Why Eating Less Processed Food Matters

Processed foods, especially ultra-processed food, can be detrimental to your longterm health due to the laundry list of dangerous ingredients including (but not limited to): added sugars, saturated fats, sodium, preservatives, artificial sweeteners, artificial food dyes, and more. These products also tend to lack nutritional value: fewer vitamins, minerals and fiber.
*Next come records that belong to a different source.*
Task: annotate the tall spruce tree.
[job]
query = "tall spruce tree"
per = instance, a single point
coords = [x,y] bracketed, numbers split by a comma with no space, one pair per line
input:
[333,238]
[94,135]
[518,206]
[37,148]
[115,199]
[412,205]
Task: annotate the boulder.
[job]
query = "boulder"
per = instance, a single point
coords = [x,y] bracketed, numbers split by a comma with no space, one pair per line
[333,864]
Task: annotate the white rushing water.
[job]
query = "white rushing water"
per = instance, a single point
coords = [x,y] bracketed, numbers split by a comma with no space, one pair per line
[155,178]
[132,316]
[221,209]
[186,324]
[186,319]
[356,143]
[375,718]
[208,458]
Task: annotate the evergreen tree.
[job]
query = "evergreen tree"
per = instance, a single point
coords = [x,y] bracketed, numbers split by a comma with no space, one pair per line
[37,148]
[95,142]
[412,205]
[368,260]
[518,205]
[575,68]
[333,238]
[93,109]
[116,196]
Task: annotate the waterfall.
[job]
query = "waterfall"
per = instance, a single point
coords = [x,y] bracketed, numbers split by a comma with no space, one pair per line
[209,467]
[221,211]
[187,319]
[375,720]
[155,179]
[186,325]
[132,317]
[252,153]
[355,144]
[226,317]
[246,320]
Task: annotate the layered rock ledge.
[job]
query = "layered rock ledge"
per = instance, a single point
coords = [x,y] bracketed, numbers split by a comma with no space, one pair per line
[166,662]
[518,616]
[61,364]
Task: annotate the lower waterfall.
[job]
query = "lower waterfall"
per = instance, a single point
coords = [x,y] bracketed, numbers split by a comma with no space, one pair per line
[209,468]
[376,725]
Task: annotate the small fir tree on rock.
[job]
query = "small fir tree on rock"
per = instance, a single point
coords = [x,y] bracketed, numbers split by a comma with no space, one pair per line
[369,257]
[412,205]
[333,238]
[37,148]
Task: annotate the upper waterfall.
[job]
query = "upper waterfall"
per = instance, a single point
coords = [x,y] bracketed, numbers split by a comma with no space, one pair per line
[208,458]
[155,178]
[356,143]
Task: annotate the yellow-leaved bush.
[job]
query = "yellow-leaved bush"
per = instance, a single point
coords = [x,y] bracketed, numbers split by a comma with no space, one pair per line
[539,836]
Long-term consumption of processed foods has been shown to increase weight gain, high blood pressure, risk of heart disease, hormonal imbalances, gut and digestive issues, risk of chronic health issues (such as diabetes and cancer), cognitive decline and more.

 

THE DIFFERENCE BETWEEN ULTRA AND MINIMALLY?

 

Ultra-processed foods undergo extensive industrial processing and often contain additives, artificial flavors, colors, and sweeteners, significantly altering their original state. Minimally processed foods are closer to their natural form, with minimal alterations. Minimally processed foods may involve simple steps like washing, peeling, or freezing, whereas ultra-processed foods are transformed through industrial processes like hydrogenation, extrusion, and flavoring. The shorter the ingredient list and the more simple the ingredients (unknown words are a red flag, e.g. monosodium glutamate), the healthier it likely is.

 

THE GOAL?

 

The goal is never to chase perfection. The goal is to do your best effort to consume products and goods that are closer to their natural form than their chemically altered form. Focus on making most of your meals real-food based, leaving room for indulgences here and there.